The principal problem is that digital developments make everything cheaper. Consumers love this, but it creates serious problems for those who were doing things the old way, and would really like to go on doing things the old way, thank you very much.

The existing firms have to be really, really smart to survive. And do big publishers strike you as being really, really smart? Come on now, it’s a serious question.

The researchers tell us that almost nobody from the old order is able to undertake the necessary changes to survive in the new order. When the world changes and the industry doesn’t, the industry tends to disappear.

So, where does that leave traditional book publishing?

In trouble, that’s where. Anything further away from electronic competence than a modern publishing company would be pretty hard to find; and, as we all know, they are not exactly quick on their feet either. So, as the years went by, many observers, such as myself, began to feel that old-fashioned trade publishing might soon die the death. To tell the truth, we weren’t too bothered by that thought.
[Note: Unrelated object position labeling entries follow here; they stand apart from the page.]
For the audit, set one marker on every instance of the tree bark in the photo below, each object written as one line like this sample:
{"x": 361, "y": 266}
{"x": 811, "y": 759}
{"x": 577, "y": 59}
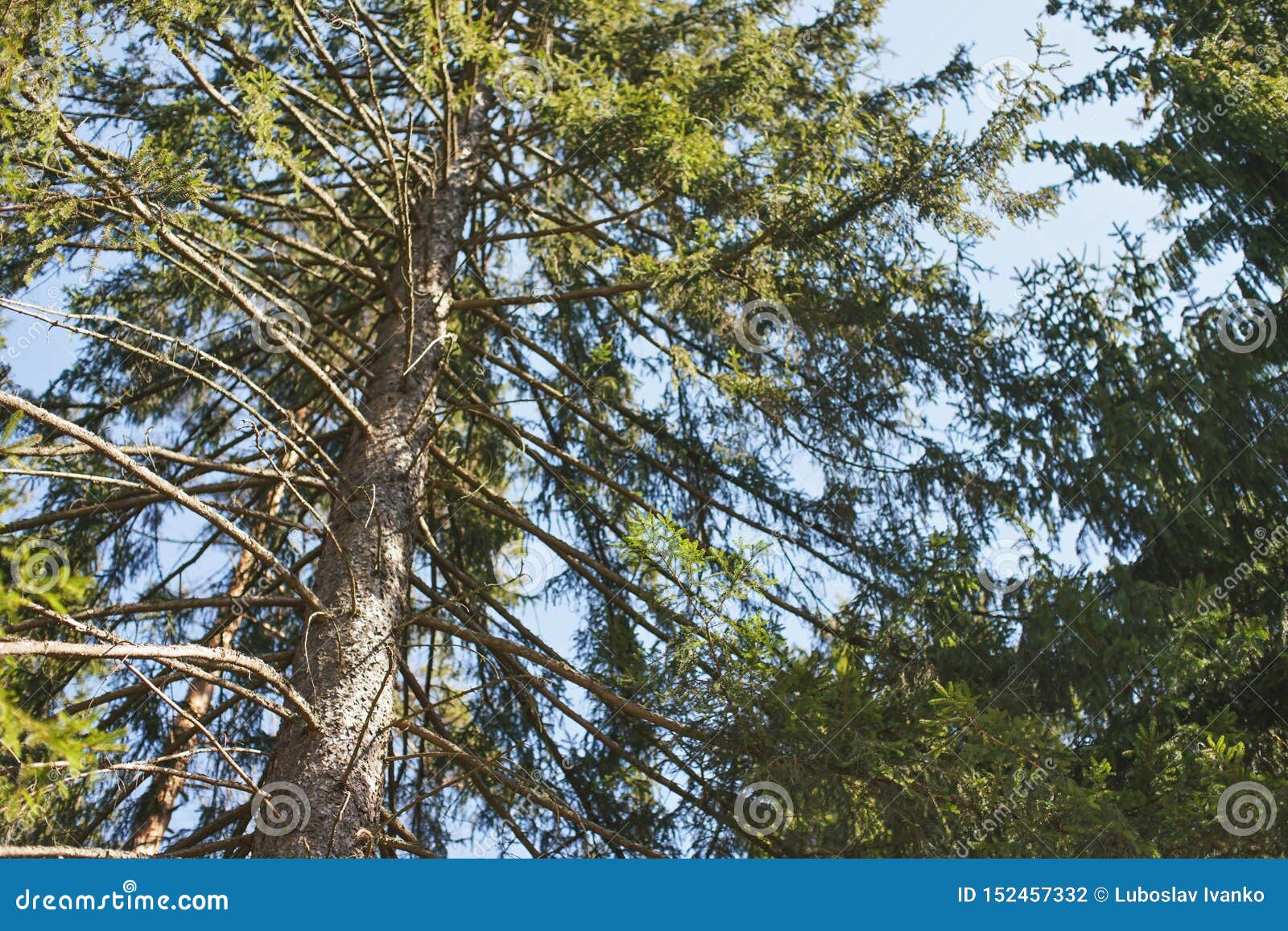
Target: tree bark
{"x": 345, "y": 663}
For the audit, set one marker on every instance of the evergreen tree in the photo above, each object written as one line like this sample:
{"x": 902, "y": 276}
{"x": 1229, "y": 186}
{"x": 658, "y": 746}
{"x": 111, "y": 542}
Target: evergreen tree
{"x": 405, "y": 326}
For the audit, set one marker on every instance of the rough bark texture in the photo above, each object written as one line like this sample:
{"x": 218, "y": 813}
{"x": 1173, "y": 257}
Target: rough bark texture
{"x": 345, "y": 663}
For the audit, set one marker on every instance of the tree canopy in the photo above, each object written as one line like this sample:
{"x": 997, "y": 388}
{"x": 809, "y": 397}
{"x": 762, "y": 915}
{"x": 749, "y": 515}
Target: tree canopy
{"x": 412, "y": 332}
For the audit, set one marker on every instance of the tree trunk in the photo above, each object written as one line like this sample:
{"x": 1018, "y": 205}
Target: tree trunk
{"x": 345, "y": 662}
{"x": 163, "y": 793}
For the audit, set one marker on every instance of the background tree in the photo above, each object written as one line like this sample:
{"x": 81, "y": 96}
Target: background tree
{"x": 669, "y": 307}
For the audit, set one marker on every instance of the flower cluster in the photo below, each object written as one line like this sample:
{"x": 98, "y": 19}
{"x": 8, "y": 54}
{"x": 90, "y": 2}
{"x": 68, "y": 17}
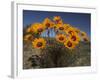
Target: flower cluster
{"x": 69, "y": 35}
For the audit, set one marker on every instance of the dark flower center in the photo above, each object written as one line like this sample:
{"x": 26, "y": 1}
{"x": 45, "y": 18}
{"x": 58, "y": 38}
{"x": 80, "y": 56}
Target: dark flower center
{"x": 85, "y": 39}
{"x": 40, "y": 30}
{"x": 73, "y": 38}
{"x": 58, "y": 20}
{"x": 39, "y": 44}
{"x": 69, "y": 44}
{"x": 48, "y": 24}
{"x": 70, "y": 32}
{"x": 61, "y": 28}
{"x": 61, "y": 38}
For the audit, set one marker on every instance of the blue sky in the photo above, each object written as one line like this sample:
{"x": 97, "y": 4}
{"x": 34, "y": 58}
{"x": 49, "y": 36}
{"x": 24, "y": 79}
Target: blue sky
{"x": 79, "y": 20}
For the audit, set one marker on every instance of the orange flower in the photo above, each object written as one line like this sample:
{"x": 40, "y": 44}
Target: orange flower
{"x": 75, "y": 38}
{"x": 69, "y": 44}
{"x": 28, "y": 37}
{"x": 57, "y": 18}
{"x": 39, "y": 43}
{"x": 61, "y": 38}
{"x": 37, "y": 27}
{"x": 47, "y": 23}
{"x": 70, "y": 31}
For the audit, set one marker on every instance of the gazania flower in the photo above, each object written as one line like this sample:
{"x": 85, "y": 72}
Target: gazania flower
{"x": 57, "y": 19}
{"x": 29, "y": 30}
{"x": 75, "y": 38}
{"x": 85, "y": 38}
{"x": 70, "y": 31}
{"x": 39, "y": 43}
{"x": 37, "y": 27}
{"x": 83, "y": 34}
{"x": 69, "y": 44}
{"x": 47, "y": 23}
{"x": 61, "y": 38}
{"x": 66, "y": 26}
{"x": 28, "y": 37}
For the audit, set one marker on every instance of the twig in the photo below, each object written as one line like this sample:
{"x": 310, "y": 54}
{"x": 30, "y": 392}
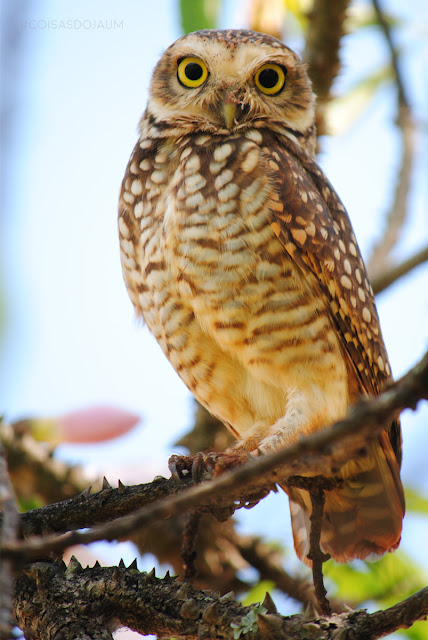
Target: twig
{"x": 385, "y": 278}
{"x": 396, "y": 217}
{"x": 259, "y": 555}
{"x": 323, "y": 37}
{"x": 188, "y": 552}
{"x": 401, "y": 615}
{"x": 323, "y": 453}
{"x": 316, "y": 486}
{"x": 123, "y": 596}
{"x": 9, "y": 532}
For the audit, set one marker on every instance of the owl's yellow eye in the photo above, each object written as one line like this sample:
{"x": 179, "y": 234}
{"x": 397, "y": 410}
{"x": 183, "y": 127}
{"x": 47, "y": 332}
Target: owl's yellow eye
{"x": 192, "y": 72}
{"x": 270, "y": 78}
Well, disaster for the Big Five (and others) hasn’t quite happened. Not yet. But the dinosaurs in publishing are doing their best to help it along. It took them a long time to work out how to send emails, not so very long ago, and surely a web page wasn’t really necessary, was it? Just a fad. Would never catch on.

Watch this space.

3.2 How to sell a book to a traditional publisher

Here’s how the business worked at the end of the twentieth century, from a writer’s point of view. And this is how it still works. Sort of. ‘Works’ is a relative term.

Writer spends hundreds of hours working on a novel. Possibly from 1990 to 1995, let’s say. Then, in 1996, the author tries to approach publishers – only to find that they mostly don’t consider books sent in by nobodies. Even those firms which do accept submissions resort to some interesting dodges.

The Galleycat blog reported that some firms invent fake editors, who send out rejection letters on the firm’s behalf. One editor reported that, ‘A company that I worked at in the ’90s not only sent out rejection letters under a fake editor’s name, but this fake editor also had a voicemail box and an e-mail address.’ If a writer complains about her treatment, she can be told that Mr Smith has left the company.